Whatever Starfleet was doing before ENT would be fascinating.

They aren't on top of piracy, obviously, so it's not that. They aren't exploring, because NX-01 is their first serious attempt at that. They still have warships. Do they conquer? Do they colonize? Do they participate in the wars of others? Does Sol often come under attack? Do Vulcans help out against those?

Babylon Five had a dirty little war in the recent past of Earthforce, against a foe the primitive military could handle. ENT has every right to feature such a thing, too.

That said, I don't think keeping the Trek Kzinti closely related to Known Space would be fruitful. The timeline is completely different, really. There could be cute similarities, perhaps an Earth colony akin to Wunderland overran and occupied by the Feline Xindi in the first conflict. But there wouldn't be Puppeteers (beyond a few cameos played by Vulcans), there wouldn't be Ringworld, there wouldn't be ARM and the long peace. And apparently there wouldn't be radically independent Earth colonies that are at odds with the motherworld.

Timo Saloniemi
 
For what it's worth, I believe the Romulan War is portrayed in the Enterprise continuation novels. I haven't read any, though, so I have no idea if the story is decent. It's not caaaannnooonnn, of course, but since we're unlikely to get an onscreen ENT version of the Romulan Wars its about the closest to canon we'll ever get.
 
For what it's worth, I believe the Romulan War is portrayed in the Enterprise continuation novels. I haven't read any, though, so I have no idea if the story is decent. It's not caaaannnooonnn, of course, but since we're unlikely to get an onscreen ENT version of the Romulan Wars its about the closest to canon we'll ever get.

It's horrible. The worst of the Trek novel line:(.
 
^I wouldn't say its the worst, its better than some that I've read, but its not great I'll admit.
What bugs me is that the other NX's are dropping like flies and all that is left is the Enterprise.

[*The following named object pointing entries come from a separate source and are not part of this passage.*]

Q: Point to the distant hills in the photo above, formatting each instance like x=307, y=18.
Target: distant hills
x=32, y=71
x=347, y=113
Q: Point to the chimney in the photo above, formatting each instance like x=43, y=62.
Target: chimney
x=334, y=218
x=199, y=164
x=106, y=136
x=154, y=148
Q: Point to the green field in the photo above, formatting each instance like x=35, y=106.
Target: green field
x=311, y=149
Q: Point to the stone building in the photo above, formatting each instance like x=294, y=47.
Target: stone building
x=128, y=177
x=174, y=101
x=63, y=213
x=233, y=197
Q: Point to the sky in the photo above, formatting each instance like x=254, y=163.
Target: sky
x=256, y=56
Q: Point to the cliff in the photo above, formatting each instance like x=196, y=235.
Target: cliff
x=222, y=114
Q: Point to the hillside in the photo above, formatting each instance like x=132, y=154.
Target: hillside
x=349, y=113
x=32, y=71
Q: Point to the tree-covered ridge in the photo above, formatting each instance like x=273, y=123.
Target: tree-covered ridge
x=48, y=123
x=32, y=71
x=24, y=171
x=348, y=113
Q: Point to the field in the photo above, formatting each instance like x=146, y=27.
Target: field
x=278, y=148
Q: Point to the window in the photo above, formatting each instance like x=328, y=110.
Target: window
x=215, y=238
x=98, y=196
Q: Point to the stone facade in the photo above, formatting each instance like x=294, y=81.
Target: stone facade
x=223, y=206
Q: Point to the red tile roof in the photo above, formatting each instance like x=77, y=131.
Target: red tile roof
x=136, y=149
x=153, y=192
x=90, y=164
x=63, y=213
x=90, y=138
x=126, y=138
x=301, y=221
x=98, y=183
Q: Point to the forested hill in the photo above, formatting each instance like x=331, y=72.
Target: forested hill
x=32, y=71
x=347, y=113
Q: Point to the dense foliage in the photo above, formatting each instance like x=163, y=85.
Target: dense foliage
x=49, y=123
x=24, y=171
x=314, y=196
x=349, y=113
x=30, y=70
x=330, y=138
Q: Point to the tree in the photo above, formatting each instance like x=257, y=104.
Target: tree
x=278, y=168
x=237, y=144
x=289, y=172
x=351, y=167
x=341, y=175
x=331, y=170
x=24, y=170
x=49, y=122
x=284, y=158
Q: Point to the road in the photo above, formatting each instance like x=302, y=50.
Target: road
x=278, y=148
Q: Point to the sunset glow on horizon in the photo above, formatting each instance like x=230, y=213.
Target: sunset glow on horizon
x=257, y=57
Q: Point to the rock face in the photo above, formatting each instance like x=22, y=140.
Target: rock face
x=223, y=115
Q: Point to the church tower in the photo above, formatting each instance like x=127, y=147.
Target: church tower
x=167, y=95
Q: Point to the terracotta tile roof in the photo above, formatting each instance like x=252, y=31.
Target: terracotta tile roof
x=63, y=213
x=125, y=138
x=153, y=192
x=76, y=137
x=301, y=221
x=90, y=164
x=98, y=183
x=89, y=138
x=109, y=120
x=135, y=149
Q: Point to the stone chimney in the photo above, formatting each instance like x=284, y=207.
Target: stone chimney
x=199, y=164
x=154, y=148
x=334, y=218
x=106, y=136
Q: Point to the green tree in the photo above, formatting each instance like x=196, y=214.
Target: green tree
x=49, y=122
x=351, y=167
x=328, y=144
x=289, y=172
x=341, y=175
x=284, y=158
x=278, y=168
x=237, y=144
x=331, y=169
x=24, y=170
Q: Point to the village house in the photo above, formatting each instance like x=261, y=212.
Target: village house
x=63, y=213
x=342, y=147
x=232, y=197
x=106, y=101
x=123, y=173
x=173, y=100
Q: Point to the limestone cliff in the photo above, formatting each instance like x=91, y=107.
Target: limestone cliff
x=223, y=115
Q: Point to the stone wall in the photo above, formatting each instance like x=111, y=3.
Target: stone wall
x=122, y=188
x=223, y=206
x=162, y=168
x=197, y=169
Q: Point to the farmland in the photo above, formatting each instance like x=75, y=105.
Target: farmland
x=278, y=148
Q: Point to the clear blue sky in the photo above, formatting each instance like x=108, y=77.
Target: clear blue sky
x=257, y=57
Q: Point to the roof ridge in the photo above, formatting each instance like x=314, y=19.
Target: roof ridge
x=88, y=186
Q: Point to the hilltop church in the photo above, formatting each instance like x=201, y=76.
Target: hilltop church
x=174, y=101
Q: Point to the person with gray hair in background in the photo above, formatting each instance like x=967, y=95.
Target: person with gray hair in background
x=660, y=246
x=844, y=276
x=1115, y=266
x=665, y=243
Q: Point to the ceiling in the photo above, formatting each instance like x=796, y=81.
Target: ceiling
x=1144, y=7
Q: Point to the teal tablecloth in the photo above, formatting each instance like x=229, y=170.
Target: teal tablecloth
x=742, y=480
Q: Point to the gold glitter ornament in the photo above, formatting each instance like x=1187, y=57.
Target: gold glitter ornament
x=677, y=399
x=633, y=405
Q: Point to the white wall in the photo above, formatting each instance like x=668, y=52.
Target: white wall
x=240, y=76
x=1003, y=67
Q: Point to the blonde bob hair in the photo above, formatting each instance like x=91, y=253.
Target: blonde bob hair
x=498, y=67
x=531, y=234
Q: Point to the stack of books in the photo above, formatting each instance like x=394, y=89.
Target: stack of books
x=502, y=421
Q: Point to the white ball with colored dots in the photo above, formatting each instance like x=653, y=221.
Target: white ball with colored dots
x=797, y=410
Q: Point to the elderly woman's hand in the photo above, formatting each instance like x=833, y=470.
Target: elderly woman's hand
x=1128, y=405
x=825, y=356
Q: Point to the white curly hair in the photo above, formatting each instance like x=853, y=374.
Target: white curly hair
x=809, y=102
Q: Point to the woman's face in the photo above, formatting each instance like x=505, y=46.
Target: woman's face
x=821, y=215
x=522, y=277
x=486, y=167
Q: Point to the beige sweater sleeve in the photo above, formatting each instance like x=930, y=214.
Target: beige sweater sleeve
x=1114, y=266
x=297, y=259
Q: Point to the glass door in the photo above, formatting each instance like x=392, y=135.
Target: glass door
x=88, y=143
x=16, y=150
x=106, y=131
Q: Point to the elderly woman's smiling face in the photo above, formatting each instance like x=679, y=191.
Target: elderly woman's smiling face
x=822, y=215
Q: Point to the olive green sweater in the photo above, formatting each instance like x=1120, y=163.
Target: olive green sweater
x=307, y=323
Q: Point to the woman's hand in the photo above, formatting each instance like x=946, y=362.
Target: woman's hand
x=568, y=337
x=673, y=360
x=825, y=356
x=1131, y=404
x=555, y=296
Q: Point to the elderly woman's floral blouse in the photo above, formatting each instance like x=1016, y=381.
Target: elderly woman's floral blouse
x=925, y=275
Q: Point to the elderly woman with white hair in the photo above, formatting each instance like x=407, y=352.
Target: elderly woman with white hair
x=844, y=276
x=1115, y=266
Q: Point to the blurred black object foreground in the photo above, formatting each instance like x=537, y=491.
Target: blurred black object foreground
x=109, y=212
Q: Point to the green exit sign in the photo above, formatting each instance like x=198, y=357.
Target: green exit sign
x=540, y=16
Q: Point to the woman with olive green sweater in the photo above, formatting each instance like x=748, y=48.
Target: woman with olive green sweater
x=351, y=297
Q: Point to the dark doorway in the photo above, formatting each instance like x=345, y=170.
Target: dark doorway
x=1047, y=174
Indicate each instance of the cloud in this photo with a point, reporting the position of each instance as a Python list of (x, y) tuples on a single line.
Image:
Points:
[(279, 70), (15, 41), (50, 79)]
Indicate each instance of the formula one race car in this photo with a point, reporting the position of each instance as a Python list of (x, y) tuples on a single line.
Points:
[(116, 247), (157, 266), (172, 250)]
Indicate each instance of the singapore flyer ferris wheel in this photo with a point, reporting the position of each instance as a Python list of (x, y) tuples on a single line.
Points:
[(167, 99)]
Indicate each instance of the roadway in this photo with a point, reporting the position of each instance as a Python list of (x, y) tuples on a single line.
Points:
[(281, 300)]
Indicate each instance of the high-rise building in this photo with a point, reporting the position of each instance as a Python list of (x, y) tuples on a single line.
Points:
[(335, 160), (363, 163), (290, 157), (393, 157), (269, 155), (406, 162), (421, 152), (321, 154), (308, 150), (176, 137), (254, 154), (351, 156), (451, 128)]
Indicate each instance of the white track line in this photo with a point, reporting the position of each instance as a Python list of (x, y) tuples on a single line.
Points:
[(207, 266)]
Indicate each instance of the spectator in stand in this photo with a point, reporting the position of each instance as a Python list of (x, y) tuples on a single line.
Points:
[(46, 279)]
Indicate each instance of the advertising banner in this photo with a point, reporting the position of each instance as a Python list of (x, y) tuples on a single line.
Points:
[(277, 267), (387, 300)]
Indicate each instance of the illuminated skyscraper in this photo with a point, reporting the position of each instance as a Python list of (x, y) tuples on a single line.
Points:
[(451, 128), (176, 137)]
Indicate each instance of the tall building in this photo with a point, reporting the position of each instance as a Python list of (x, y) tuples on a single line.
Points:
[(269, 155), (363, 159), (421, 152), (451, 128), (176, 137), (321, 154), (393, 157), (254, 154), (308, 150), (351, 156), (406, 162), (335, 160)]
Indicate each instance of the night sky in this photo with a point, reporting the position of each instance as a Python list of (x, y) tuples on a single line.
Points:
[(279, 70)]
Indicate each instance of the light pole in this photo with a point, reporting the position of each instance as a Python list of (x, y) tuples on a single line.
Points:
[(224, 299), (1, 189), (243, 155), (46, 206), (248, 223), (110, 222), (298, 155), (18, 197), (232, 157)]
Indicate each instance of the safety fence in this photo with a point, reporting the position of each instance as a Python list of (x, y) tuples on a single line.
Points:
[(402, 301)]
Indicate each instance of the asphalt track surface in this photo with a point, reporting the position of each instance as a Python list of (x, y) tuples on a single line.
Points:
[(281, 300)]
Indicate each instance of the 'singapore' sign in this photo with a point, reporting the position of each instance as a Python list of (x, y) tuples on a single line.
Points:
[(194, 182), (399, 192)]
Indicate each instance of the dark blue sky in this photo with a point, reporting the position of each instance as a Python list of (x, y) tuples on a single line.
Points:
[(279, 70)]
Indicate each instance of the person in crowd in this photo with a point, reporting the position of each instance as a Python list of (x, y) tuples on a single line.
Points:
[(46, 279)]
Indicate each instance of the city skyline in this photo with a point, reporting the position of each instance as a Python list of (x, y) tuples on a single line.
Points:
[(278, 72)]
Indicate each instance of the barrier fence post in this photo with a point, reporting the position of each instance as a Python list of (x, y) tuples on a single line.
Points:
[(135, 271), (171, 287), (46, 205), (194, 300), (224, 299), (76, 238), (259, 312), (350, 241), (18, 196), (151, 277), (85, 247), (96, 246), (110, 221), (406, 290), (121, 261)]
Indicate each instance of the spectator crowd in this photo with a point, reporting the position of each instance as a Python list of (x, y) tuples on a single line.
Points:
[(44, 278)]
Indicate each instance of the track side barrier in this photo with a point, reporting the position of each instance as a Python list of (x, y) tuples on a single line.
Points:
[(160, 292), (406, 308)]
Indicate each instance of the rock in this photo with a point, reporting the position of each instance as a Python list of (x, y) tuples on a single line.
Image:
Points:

That and the long drawn out nature of it with no real progression.

As for the War itself, I'm sure it would have made for much better TV.
 
^I wouldn't say its the worst, its better than some that I've read, but its not great I'll admit.
What bugs me is that the other NX's are dropping like flies and all that is left is the Enterprise. That and the long drawn out nature of it with no real progression.

As for the War itself, I'm sure it would have made for much better TV.

Like flies isn't quickl enough. :lol: As soon as we see them, they're dust. Kind of morbid considering the ships are named after NASA's shuttles -- Challenger's death especially so.

Michael Jan Friedman covered the last great battle of the Romulan War in his Starfleet: Year One. I prefer his version of early Starfleet history to Enterprise's, though I suppose I'd miss Shran. ;-) It also reads like a genuine predecessor to TOS.
 
I know they were probably trying to go for gritty realism, but it almost bordered on the far fetched.

It got exciting when I first clapped eyes on the names Discovery and Atlantis in the book. "Now we're getting somewhere" I thought. Within half a paragraph I found myself saying "well that's just stupid".
 
^
I think the Clone Wars cartoon does a good job with exposition, often setting up each episode through a news reel type announcer. Perhaps it could've been something applied to Trek for the Romulan War, or to have an embedded reporter aboard the Enterprise.

TCW's exposition works because of the similarity to a 1930s newsreel, which fits in with the Flash Gordon pedigree of Star Wars as a whole. But it would be jarringly inappropriate for ENT or any Star Trek series.

For an Earth-Romulan War story to work, Star Trek should use its own example of a successful, serialized war series: DS9.

The problem of the Romulans being "boring" can be solved by giving them the Cardassian treatment. Before DS9 developed the Cardies, they were "boring" too. The first step is for the writers to decide what the core identity of the Rommies is. Amazing after all this time, that hasn't even been done.